Dans la même province, à Tracy-le-Val (Oise), il existe une petite église qui conserve encore un de ces clochers voisins des sanctuaires, dont la construction est peu postérieure à celle du clocher de Nesle (première moitié du XIIe siècle). Sa base est carrée, pleine, détachée de l’abside qui est dépourvue de bas-côtés. Sur cette base carrée[2] s’élève un étage à jour qui se dégage au-dessus des combles. Un beffroi, à base octogone, couronné par une pyramide en pierre, est bâti sur ce premier étage. Voici (49) une élévation perspective de ce clocher, dont le système de construction indique déjà, de la part de l’architecte, le désir de s’affranchir des traditions romanes, et un premier pas vers l’art français de la fin du XIIe siècle. Les archivoltes des baies sont tracées en tiers-point peu prononcé ; et, par une disposition aussi ingénieuse que rationnelle, les angles du beffroi octogone portent sur les clefs des huit archivoltes du premier étage. Pour remplir les triangles qui restent entre l’étage carré et l’octogone, l’architecte a placé des figures d’anges assis. La sculpture de cette jolie construction est barbare, mais les profils sont fins, multipliés, tracés avec talent ; ceux des archivoltes retombent bien sur les pieds-droits. Ainsi que notre dessin l’indique, les proportions du clocher de Tracy-le-Val sont élégantes, les détails parfaitement à l’échelle du monument ; qualité qui

  1. Ce mouvement, qui se produit, vers le milieu du XIIe siècle, dans les arts et les lettres, est trop marqué pour ne pas fixer l’attention de tous ceux qui étudient les œuvres de cette époque. Nous avons l’occasion de le signaler bien des fois dans ce Dictionnaire.
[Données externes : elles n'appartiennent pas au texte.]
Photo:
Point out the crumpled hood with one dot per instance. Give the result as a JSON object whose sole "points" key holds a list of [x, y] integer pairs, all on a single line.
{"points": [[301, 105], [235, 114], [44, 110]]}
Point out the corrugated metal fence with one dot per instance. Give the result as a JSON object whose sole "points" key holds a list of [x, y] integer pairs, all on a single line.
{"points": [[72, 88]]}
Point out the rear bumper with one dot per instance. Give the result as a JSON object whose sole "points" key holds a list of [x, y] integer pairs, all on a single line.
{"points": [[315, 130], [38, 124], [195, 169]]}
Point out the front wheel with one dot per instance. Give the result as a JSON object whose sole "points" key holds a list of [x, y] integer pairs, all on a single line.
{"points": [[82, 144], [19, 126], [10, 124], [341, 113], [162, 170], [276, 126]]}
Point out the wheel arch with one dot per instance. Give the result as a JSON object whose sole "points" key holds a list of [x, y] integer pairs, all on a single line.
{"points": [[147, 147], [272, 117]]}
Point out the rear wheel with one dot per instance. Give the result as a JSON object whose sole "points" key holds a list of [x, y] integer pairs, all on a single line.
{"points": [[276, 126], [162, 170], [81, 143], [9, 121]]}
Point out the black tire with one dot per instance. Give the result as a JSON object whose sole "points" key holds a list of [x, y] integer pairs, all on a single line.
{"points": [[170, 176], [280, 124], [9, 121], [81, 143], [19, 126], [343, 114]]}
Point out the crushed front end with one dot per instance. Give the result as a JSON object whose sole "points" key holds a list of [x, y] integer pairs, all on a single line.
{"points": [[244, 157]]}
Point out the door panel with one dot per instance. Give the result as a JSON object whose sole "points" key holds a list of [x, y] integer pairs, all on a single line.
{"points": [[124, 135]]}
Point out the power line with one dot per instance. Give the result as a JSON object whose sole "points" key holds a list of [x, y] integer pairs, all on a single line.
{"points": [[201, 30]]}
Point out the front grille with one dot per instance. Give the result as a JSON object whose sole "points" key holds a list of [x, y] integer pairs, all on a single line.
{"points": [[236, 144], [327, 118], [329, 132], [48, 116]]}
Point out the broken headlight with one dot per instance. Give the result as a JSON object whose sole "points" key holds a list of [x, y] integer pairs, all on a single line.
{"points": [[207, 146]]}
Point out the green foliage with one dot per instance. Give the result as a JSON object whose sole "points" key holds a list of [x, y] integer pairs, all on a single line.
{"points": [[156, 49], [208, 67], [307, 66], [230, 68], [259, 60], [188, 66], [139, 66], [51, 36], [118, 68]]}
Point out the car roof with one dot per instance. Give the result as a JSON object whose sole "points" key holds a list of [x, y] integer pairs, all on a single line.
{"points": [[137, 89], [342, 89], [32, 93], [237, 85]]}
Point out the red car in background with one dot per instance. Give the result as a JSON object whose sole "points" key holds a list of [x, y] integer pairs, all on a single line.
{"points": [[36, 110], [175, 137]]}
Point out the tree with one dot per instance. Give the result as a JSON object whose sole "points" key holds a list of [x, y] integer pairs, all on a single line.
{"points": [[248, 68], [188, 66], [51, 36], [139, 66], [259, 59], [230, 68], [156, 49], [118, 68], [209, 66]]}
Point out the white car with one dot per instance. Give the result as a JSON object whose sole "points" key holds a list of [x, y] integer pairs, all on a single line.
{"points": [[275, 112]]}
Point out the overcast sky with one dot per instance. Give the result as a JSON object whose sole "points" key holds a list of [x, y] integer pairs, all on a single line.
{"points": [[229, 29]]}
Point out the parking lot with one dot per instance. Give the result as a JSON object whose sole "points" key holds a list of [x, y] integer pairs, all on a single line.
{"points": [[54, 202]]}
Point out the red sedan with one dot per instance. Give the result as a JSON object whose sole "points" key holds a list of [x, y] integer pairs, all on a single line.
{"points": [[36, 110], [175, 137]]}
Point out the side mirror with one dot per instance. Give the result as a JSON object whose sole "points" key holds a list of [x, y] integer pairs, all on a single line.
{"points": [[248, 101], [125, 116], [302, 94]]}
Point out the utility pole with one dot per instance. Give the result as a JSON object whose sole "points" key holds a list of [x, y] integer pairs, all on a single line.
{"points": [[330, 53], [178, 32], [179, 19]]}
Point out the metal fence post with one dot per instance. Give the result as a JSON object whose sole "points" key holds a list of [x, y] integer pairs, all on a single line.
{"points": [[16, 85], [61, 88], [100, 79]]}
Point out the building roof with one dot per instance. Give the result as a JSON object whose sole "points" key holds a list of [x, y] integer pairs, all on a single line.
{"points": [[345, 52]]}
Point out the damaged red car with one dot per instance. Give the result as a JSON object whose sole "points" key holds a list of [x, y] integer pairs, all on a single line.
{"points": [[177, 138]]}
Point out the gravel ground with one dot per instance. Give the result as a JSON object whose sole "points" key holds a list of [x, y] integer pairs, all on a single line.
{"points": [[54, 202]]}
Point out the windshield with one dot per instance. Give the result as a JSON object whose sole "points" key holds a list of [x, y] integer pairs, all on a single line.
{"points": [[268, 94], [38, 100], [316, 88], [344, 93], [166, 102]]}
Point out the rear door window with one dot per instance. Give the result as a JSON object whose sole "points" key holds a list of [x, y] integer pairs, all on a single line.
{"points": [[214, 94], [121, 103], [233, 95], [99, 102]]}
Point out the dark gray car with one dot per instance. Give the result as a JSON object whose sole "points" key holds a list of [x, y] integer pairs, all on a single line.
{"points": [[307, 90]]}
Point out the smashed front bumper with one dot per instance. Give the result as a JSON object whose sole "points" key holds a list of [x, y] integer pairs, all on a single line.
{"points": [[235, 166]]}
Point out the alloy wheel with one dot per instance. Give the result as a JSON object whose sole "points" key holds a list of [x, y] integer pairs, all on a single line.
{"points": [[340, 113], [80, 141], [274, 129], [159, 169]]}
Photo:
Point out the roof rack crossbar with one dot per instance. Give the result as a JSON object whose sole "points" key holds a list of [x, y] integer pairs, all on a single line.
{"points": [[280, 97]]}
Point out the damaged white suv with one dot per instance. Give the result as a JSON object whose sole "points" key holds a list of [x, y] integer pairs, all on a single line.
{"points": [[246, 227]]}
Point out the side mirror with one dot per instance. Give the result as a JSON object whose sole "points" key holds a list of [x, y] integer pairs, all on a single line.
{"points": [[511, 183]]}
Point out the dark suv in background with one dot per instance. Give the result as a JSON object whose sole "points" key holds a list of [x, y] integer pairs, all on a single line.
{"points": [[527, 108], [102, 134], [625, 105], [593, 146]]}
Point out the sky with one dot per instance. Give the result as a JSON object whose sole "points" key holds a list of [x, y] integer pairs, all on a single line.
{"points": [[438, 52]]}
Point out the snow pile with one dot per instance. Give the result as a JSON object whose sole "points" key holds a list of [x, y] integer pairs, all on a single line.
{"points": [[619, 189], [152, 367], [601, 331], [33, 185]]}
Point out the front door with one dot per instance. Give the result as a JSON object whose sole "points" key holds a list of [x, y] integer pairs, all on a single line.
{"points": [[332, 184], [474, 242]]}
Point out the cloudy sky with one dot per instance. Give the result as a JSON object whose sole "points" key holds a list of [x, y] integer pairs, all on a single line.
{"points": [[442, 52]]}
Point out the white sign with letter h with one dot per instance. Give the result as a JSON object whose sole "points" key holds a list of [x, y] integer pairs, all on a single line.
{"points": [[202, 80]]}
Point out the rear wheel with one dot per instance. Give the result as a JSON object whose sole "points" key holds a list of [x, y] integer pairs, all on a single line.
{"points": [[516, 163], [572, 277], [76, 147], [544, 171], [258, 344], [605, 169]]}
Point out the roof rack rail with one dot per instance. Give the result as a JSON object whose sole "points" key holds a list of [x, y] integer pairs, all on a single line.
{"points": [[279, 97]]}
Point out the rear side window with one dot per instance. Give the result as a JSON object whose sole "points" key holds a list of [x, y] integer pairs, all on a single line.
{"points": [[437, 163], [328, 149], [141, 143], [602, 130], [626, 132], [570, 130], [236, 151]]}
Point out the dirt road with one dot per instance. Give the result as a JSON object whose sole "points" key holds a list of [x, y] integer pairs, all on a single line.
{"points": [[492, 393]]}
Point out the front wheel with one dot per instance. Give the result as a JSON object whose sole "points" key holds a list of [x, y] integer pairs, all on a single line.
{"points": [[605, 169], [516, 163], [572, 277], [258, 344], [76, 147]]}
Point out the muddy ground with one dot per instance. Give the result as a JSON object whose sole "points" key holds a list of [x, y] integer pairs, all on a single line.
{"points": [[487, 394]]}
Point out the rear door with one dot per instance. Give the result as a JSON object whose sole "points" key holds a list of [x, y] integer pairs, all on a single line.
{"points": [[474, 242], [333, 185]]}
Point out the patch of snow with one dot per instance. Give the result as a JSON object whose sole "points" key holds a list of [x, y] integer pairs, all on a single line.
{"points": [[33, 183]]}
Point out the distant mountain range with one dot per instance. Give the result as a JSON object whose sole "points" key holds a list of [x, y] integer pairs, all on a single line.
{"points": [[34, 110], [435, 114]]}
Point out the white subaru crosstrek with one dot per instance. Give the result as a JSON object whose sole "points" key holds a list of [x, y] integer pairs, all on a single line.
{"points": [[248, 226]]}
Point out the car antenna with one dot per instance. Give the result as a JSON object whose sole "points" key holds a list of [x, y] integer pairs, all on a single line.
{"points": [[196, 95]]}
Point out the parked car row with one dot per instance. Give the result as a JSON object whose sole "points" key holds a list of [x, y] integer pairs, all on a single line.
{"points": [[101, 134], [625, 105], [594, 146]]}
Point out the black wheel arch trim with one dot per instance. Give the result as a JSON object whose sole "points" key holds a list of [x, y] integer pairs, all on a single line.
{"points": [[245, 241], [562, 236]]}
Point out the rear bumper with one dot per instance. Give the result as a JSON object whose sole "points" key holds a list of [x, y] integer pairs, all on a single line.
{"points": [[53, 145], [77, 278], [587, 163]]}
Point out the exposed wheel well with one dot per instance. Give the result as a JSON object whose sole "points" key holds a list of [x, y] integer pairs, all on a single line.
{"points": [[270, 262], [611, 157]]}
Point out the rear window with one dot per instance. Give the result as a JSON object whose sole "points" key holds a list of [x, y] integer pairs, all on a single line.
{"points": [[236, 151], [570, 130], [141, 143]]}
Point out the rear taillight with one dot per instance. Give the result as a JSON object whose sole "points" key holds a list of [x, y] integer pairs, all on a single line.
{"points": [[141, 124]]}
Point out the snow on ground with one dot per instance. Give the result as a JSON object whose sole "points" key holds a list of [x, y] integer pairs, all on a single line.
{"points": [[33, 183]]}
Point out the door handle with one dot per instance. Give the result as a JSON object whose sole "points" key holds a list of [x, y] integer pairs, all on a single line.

Il appartient à l’esprit moderne, c’est son premier et son plus puissant effort, et nous n’avons pu encore deviner pourquoi quelques hommes distingués, savants, qui repoussent les préjugés vulgaires, mais d’ailleurs étrangers à l’art de bâtir, veulent séparer (en ce qui concerne l’art de l’architecture) ces tendances de celles de notre époque, et surtout ne pas admettre qu’elles appartiennent à notre pays, comme si c’était une tache pour nous. Si nous parvenons à découvrir la cause de ce dissentiment entre ces personnes et nous, pendant le cours de notre ouvrage, nous promettons d’en instruire nos lecteurs.
  2. Cette base n’a pas plus de 4m,20 hors œuvre. Nous devons ce dessin à M. Bœswilwald, qui a pris la peine de relever ce clocher pour nous.